The row follows Corbyn’s defence of a mural in East London ordered to be removed in 2012.

The image, by street artist Mear One, shows a group of “Jewish and white anglo” bankers, underneath the eye-of-providence, playing a game of monopoly, with the board, which is balanced on the back of workers, covered in cash, skulls and the nuclear button.

At the time Lutfur Rahman, the Tower Hamlets mayor, said the image “perpetuated anti-Semitic propaganda about conspiratorial Jewish domination of financial and political institutions”.

Local councillor Peter Golds even asked police to consider prosecuting Mear One under race hate laws. “When I saw the mural I was shocked. It’s horribly similar to the propaganda used by the Third Reich in Nazi Germany,” said Golds. “It’s intensely racist and has caused a great deal of offence.”

When the council ordered the painting to be scrubbed, the artist wrote on Facebook: “Tomorrow they want to buff my mural. Freedom of expression. London calling. Public Art.”

Corbyn, who was then a backbencher, replied: “Why? You are in good company. Rockefeller destroyed Diego [Rivera’s] mural because it includes a picture of Lenin.”

Last week, the Labour leader said he regretted not looking more closely at the image, which he called “deeply disturbing”.

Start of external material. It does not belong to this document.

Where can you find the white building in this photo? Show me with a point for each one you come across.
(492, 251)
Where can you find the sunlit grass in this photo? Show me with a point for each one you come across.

Jonathan Goldstein, the chair of the Jewish Council told the BBC that wasn’t good enough: “Wherever we go we are told that we act on the instructions of Israel, that Rothschilds run the world, that Isis is a fake front for Israel, that Zionists are the new Nazis. And I’m afraid it is the time for action rather than words.”

Yesterday, in a letter back to the Board of Deputies and Jewish Council, Corbyn apologised, promising action.

“The idea of Jewish bankers and capitalists exploiting the workers of the world is an old anti-Semitic conspiracy theory. This was long ago, and rightly, described as ‘the socialism of fools.’

“I am sorry for not having studied the content of the mural more closely before wrongly questioning its removal in 2012.”

Corbyn also acknowledged that “anti-Semitic attitudes” had recently surfaced among Labour members.

He then promised he would “never be anything other than a militant opponent of antisemitism,” telling the groups: “In this fight, I am your ally and always will be.”